Wonder why we suggest that you not let triangle sides that make up the TIN cross the stream? Well, if you did, the stream would appear to run along the side of a hill, instead of down a valley as it should. In practice, spot elevations would always be measured at several points along the stream, and along ridges as well. Photogrammetrists refer to spot elevations collected along linear features as breaklines (Maune, 2007). We omitted breaklines from this example just to make a point.
You may notice that there is more than one correct way to draw the TIN. As you will see, deciding which spot elevations are "near neighbors" and which are not is subjective in some cases. Related to this element of subjectivity is the fact that the fidelity of a contour map depends in large part on the distribution of spot elevations on which it is based. In general, the density of spot elevations should be greater where terrain elevations vary greatly, and sparser where the terrain varies subtly. Similarly, the smaller the contour interval you intend to use, the more spot elevations you need. In the example below, we use a contour interval of 100.
There are algorithms for triangulating from irregular arrays of point elevations that produce unique solutions. One approach is called Delaunay Triangulation which, in one of its constrained forms, is useful for representing terrain surfaces. The distinguishing geometric characteristic of a Delaunay triangulation is that a circle surrounding each triangle side does not contain any other vertex.
Now, draw ticks to mark the points at which elevation contours intersect each triangle side. As noted above, we will use a contour interval of 100 feet in this example, with each contour line representing some increment of 100. For instance, see the triangle side that connects the spot elevations 2360 and 2480 in the lower left corner of the illustration above? One tick mark is drawn on the triangle where a contour representing elevation 2400 intersects. Now find the two spot elevations, 2480 and 2750, in the same lower left corner. Note that three tick marks are placed where contours representing elevations 2500, 2600, and 2700 intersect.
This step should remind you of the equal interval classification scheme you read about in Chapter 3. The right choice of contour interval depends on the goal of the mapping project. In general, contour intervals increase in proportion to the variability of the terrain surface. It should be noted that the assumption that elevations increase or decrease at a constant rate is not always correct, of course. We will consider that issue in more detail later.
Finally, draw your contour lines. Working downslope from the highest elevation, thread contours through ticks of equal value. Move to the next highest elevation when the surface seems ambiguous.
Keep in mind the following characteristics of contour lines (Rabenhorst and McDermott, 1989):
- Contours should always point upstream in valleys.
- Contours should always point downridge along ridges.
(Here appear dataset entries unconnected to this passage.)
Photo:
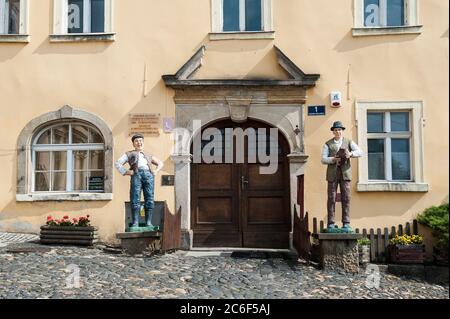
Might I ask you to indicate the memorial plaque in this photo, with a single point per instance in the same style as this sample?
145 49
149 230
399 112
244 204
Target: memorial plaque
316 110
96 183
168 180
145 123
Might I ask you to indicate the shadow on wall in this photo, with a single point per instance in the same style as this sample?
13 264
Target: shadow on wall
260 69
10 50
393 204
351 43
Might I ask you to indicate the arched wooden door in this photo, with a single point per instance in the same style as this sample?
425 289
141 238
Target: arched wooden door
232 204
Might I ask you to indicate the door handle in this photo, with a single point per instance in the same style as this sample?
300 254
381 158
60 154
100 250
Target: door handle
243 182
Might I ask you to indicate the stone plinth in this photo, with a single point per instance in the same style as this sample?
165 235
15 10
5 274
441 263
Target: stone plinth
137 242
338 251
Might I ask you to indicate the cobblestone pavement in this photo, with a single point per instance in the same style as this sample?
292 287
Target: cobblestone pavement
48 272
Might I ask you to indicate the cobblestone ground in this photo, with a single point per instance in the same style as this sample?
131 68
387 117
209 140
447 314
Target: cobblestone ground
45 272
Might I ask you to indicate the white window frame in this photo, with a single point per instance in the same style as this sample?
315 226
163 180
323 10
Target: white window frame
69 148
411 23
60 13
4 18
416 119
387 136
217 32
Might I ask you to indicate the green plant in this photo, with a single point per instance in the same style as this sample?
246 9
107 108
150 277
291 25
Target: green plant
364 241
65 221
436 217
406 240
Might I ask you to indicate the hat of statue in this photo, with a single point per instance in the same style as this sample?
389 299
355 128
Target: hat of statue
337 124
135 136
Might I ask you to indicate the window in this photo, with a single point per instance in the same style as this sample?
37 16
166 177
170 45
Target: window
386 17
76 20
242 16
68 157
390 134
388 146
13 19
85 16
10 16
378 13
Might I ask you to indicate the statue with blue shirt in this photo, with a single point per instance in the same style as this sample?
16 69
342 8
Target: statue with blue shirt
142 178
336 154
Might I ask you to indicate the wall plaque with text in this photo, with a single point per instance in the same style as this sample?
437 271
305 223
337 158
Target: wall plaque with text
145 123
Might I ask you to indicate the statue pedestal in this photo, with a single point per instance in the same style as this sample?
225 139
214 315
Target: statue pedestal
338 251
137 242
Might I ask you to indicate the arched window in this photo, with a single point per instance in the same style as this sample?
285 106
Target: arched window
68 157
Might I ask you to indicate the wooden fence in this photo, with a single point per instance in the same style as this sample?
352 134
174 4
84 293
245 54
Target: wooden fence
379 238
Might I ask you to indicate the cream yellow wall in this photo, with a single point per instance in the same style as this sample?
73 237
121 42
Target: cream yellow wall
107 79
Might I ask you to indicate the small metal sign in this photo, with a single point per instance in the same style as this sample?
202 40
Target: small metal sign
168 180
168 124
96 183
315 110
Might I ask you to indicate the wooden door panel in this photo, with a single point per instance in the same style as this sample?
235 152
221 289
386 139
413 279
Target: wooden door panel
213 210
256 180
233 205
265 211
215 176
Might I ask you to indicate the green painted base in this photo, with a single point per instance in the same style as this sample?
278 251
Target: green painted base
142 229
346 230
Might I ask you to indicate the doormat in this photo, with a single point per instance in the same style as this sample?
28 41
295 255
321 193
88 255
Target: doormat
31 249
259 255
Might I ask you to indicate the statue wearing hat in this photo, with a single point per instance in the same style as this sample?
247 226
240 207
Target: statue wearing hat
336 154
142 178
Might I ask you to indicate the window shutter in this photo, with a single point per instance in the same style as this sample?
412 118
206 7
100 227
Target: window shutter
60 17
267 15
216 16
3 22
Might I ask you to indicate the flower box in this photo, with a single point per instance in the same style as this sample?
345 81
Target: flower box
364 254
75 231
72 235
406 254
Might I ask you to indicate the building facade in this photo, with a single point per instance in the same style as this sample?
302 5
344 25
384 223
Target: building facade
73 73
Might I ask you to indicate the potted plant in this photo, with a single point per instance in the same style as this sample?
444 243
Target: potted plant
406 249
436 217
75 231
364 250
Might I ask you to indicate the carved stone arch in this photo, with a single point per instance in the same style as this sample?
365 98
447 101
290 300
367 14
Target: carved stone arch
35 125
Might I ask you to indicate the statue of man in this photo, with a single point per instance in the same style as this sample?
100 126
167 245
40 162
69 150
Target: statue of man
142 178
336 154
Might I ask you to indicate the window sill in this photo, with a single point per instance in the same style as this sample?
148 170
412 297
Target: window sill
363 31
34 197
257 35
15 38
392 187
83 37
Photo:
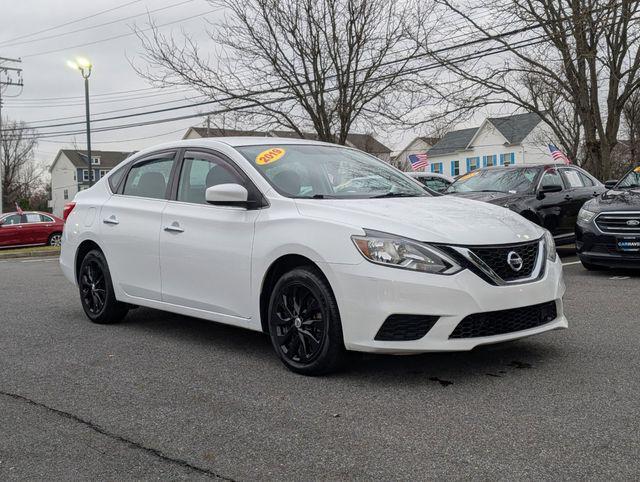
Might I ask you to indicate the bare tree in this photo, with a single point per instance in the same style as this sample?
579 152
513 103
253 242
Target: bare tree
324 65
572 62
631 116
21 174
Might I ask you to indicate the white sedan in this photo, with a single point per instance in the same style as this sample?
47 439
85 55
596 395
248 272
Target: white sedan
255 232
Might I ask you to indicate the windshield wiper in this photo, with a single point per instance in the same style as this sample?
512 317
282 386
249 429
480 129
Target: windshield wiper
393 194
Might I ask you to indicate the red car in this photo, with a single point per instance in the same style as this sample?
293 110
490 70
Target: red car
30 228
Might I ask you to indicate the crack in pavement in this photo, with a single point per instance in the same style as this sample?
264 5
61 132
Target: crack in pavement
155 452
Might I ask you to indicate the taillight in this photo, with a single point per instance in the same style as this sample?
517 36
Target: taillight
67 210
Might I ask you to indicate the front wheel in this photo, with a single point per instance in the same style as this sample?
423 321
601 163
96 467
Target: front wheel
96 290
304 323
55 239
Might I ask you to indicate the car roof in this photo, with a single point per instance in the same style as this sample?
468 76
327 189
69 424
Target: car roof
429 174
238 141
11 213
530 165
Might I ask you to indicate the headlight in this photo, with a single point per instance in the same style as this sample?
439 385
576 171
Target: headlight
550 246
585 216
397 252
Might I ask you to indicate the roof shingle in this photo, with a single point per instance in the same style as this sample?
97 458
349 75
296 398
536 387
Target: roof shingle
108 159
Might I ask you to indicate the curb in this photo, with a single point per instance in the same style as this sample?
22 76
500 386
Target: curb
33 254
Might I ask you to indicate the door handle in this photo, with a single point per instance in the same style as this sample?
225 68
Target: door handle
174 228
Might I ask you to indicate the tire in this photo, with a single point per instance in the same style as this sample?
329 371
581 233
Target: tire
304 323
96 290
55 239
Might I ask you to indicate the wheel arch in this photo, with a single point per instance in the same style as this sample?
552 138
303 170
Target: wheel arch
84 247
277 268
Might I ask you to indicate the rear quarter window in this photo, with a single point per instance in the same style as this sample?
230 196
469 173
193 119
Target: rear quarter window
115 178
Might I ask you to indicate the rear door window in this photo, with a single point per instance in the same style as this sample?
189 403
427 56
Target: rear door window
201 171
33 218
13 219
149 178
551 177
573 178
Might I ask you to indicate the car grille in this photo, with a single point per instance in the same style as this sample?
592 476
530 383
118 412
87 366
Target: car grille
619 223
505 321
496 257
405 327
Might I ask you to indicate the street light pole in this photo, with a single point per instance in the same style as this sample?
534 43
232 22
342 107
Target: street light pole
86 101
85 66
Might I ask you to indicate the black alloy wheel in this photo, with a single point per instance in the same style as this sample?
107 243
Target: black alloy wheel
300 323
304 323
96 290
92 287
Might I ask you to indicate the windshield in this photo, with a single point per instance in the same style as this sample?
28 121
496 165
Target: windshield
319 172
507 180
630 180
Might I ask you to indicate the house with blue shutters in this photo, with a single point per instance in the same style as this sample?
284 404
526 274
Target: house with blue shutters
70 173
498 141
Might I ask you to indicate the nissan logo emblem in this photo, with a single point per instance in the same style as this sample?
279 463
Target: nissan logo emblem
514 260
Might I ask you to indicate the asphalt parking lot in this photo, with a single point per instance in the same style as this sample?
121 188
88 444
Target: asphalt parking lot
162 396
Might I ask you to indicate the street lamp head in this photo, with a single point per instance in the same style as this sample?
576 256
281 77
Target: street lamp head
82 64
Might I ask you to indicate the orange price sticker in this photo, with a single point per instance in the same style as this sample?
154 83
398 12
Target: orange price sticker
269 156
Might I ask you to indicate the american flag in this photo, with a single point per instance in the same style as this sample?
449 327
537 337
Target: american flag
558 155
418 161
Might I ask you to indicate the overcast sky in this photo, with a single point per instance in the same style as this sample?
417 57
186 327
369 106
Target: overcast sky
35 31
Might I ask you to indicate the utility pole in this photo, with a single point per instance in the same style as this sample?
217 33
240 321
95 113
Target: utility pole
9 76
84 66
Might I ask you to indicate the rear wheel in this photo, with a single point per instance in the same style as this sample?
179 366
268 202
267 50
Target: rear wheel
304 323
96 290
55 239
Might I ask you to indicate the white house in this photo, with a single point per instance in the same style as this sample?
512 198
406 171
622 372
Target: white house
70 173
419 145
364 142
516 139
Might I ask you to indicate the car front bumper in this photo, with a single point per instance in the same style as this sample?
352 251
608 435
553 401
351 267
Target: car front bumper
368 294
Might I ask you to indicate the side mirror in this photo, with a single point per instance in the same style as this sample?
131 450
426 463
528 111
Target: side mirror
227 195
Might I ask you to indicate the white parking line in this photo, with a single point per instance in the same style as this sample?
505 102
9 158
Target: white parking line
570 263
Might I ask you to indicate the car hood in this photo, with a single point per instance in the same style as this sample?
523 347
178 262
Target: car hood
441 219
616 200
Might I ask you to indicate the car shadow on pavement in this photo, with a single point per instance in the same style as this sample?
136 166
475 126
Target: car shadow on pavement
443 369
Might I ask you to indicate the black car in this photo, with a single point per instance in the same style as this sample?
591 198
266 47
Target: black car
550 195
608 228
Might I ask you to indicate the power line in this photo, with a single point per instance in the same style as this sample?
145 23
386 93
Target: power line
111 22
70 22
256 103
475 55
278 89
108 101
76 97
115 37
- Adjacent contours should always be sequential or equivalent.
- Contours should never split into two.
- Contours should never cross or loop.
- Contours should never spiral.
- Contours should never stop in the middle of a map.
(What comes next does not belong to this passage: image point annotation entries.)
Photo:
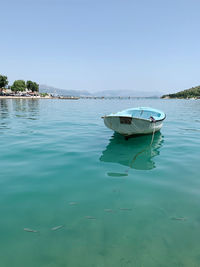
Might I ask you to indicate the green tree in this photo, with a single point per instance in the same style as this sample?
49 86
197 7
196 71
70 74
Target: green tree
33 86
3 81
18 85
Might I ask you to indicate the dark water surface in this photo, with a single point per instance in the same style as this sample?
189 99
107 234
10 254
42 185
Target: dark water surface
120 203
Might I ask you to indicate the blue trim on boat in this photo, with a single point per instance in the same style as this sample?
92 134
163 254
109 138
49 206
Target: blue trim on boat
144 113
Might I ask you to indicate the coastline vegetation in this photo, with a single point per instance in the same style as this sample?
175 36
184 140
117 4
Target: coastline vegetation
18 85
193 92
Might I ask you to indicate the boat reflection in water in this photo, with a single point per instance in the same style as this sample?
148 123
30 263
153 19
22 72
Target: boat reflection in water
137 152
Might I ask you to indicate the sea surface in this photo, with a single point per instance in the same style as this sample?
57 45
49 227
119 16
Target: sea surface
93 198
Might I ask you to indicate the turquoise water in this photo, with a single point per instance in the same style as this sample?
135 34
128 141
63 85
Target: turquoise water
60 164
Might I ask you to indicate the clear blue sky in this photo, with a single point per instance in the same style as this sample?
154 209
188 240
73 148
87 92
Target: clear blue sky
102 44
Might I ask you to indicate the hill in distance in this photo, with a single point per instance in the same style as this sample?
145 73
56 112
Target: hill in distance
103 93
193 92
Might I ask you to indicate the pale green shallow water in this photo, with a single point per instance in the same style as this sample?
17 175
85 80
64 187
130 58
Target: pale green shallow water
54 152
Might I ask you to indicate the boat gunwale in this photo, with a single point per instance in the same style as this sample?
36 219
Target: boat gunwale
148 120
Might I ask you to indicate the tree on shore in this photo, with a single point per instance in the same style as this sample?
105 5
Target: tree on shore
3 81
18 85
33 86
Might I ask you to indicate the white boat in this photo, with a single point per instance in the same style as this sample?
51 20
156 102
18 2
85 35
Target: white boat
135 121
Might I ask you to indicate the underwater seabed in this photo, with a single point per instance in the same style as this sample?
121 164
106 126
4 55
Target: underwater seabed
136 153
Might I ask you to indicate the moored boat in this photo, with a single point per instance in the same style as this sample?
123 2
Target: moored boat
135 121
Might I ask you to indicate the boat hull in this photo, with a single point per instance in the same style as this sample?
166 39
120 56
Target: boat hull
132 126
How does your finished map compare with the one we drew below?
Now try your hand at contouring on your own. The purpose of this practice activity is to give you more experience in contouring terrain surfaces.
- First, view an image of an irregular array of 16 spot elevations.
- Print the image.
- Use the procedure outlined in this lesson to draw contour lines that represent the terrain surface that the spot elevations were sampled from. You may find this to be a moderately challenging task that takes about half an hour to do well. TIP: Label the tick marks to make it easier to connect them.
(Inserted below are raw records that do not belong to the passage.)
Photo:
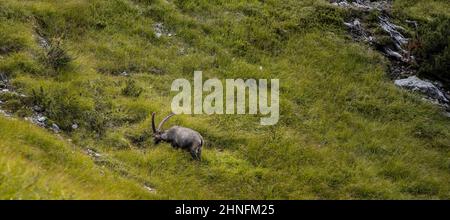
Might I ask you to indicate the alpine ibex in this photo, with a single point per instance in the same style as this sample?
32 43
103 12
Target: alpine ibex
178 137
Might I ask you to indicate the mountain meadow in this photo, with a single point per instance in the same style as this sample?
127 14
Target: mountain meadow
81 78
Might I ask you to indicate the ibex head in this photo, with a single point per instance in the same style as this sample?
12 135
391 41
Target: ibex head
158 134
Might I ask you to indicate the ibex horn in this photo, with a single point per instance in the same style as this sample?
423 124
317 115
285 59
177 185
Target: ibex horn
164 121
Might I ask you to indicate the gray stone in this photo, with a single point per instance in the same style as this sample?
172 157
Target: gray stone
415 84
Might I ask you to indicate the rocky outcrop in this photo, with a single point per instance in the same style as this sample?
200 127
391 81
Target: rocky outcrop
394 49
415 84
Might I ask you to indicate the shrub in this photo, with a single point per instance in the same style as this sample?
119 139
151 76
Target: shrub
56 56
131 89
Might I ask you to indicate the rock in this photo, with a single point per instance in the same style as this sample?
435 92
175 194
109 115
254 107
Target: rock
55 128
358 31
43 42
41 119
393 54
124 73
149 188
415 84
5 113
160 30
37 108
392 30
93 153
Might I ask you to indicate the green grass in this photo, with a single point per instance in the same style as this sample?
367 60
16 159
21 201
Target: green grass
345 131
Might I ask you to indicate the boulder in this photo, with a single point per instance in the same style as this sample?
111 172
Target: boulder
415 84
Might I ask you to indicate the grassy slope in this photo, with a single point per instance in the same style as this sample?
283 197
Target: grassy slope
345 131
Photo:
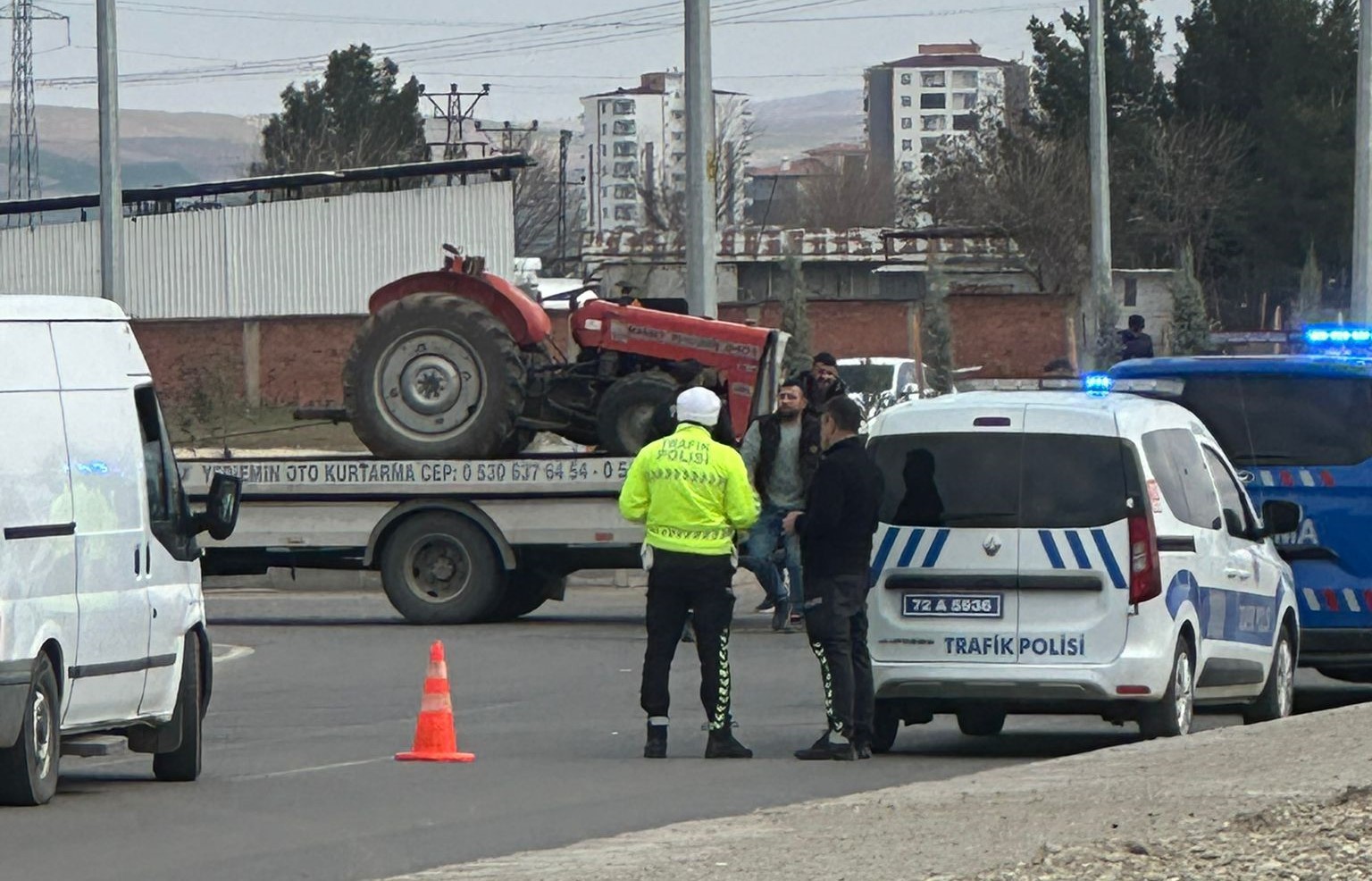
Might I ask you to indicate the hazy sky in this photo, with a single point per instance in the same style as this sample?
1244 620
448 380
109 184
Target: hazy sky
538 55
- When finished, compare your result to an existing map.
Here are a couple of somewhat simpler problems and solutions in case you need a little more practice.
You will be asked to demonstrate your contouring ability again in the Lesson 7 Quiz and in the final exam.
Kevin Sabo (personal communication, Winter 2002) remarked that "If you were unfortunate enough to be hand-contouring data in the 1960's and 70's, you may at least have had the aid of a Gerber Variable Scale. (See Joe Gerber's Pajamas) After hand contouring in Lesson 7, I sure wished I had my Gerber!"
8.2.4 Digital Line Graph (DLG)
Digital Line Graphs (DLGs) are vector representations of most of the features and attributes shown on USGS topographic maps. Individual feature sets (outlined in the table below) are encoded in separate digital files. DLGs exist at three scales: small (1:2,000,000), intermediate (1:100,000) and large (1:24,000). Large-scale DLGs are produced in tiles that correspond to the 7.5-minute topographic quadrangles from which they were derived (Digital Line Graphs).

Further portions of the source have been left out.